UK MPs Threaten New Laws If Google Won't Censor Search
It's not just Japan that wants to regulate how Google displays search results: judgecorp writes "A committee of British MPs and peers has asked Google to censor search results to protect privacy and threatened to put forward new laws that would force it to do so, if Google fails to comply. The case relates to events such as former Formula One boss Max Mosley's legal bid to prevent Google linking to illegally obtained images of himself."
It's that Max Mosley doesn't want people to know that in private he enjoys orgies while dressed as a Nazi.
That's true, but there's also another bit:
In the UK, the courts have far, far more power than courts in the US. Stuff like super-injunctions ("you are not allowed to tell a member of parliament about this injunction") or ASBOs ("judges can now basically make up laws and apply them to a case") would never fly in the US - the legislature and executive branches would knock them down faster than you can say "constitutional crisis".

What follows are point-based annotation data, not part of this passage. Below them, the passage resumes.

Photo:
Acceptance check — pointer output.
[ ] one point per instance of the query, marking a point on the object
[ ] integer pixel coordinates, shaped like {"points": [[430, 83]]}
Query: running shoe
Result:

Basically, in the US system of checks and balances, the judiciary has no way to go on the offensive. They can block laws and actions, after they've already been passed, but that's about it. In the UK, the courts can actually be proactive instead of just reacting to what the rest of the "government" (US-sense) does.
There's probably a historic reason for the difference, but I'm not enough of a historian to know exactly what it is.